If you know your homes pressure is borderline, simple things you can do to help the situation are use good quality prefilters and carbon blocks and change them frequently to keep pressure drop through the filters at a minimum. Plugged or fouled filters can cause a significant drop in pressure available to the membrane. Always use a prefilter with the same micron rating as the carbon block and only use a single carbon block, I prefer 1 micron or less for both. A plugged or fouled prefilter can be easy to spot in a clear housing but with many of the factory filters the micron size of the prefilter is 10 microns or more which makes the carbon block act as a secondary prefilter and they are harder to spot when it comes to plugging or fouling. A properly sized prefilter removes the suspended solids and colloidal materials before they reach the carbon so it can function as intended for removing chlorine and volatiles. A pressure gauge on the membrane housing or between the carbon block and membrane is a good tool here. When the flowing pressure drops a few psi change the filters, even if it has not been 6 months.

Another thing very often overlooked is monitor and correct your waste ratio. Most RO and RO/DI units come with a fixed flow restrictor which is non adjustable. The problem here is we do not all have the same water quality, pressure or temperature so our actual waste will vary.
You want to keep your waste ratio in the 3:1 to 4:1 range, 3 if you have very good tap water TDS to begin with and 4 for the rest of us. With fixed restrictors I usually find they are wasting 6:1 or more and you are losing pressure down the drain. Adjust that back to 3 or 4:1 and you gain several psi to the membrane which makes the unit perform better and produce more GPD. This can be done with a capillary tube flow restrictor you trim for your exact conditions or with an adjustable restrictor which usuallky incorporates a needle valve you squeeze down until you get the desired waste stream.

Some homes may have a pressure regulator on the incoming plumbing. Newer building and plumbing codes address pressures on your plumbing and some municipalities require the contractor install a regulator to reduce your pressure. If you have one its usually close to where your water meter and main house valve are located and can be easily adjusted with a crescent wrench or screwdriver.

If you have a drinking water system with a pressure tank you can look at what is called a "permeate pump". You MUST have a pressure tank though so for most reef RO/DI systems these will not work. You install it so it uses the waste stream to help power water through the membrane and they work quite well for those applications.

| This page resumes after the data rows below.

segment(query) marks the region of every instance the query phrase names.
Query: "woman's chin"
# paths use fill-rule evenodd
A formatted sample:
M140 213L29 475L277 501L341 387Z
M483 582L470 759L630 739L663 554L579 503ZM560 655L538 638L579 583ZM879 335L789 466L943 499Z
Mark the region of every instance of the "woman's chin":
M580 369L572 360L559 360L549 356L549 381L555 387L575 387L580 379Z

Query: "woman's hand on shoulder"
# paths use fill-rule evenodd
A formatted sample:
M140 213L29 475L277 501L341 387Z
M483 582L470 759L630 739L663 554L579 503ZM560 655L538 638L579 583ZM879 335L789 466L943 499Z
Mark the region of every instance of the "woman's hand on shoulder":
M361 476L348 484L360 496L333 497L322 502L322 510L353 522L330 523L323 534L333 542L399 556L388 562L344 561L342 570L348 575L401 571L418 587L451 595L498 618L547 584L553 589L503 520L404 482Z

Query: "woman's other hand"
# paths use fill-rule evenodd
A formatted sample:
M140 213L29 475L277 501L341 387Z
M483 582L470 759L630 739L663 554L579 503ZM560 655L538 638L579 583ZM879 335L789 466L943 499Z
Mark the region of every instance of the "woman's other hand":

If all else fails and you just don't have sufficient pressure there are always booster pumps such as the Aquatec 8800. There are others out there but none has the proven reliability and track record the AquaTecs have, they have been around for years and years. Be careful when pricing booster pumps as some do not include the 24v DC power supply or a pressure switch which add to the cost so make sure you are comparing apples and apples.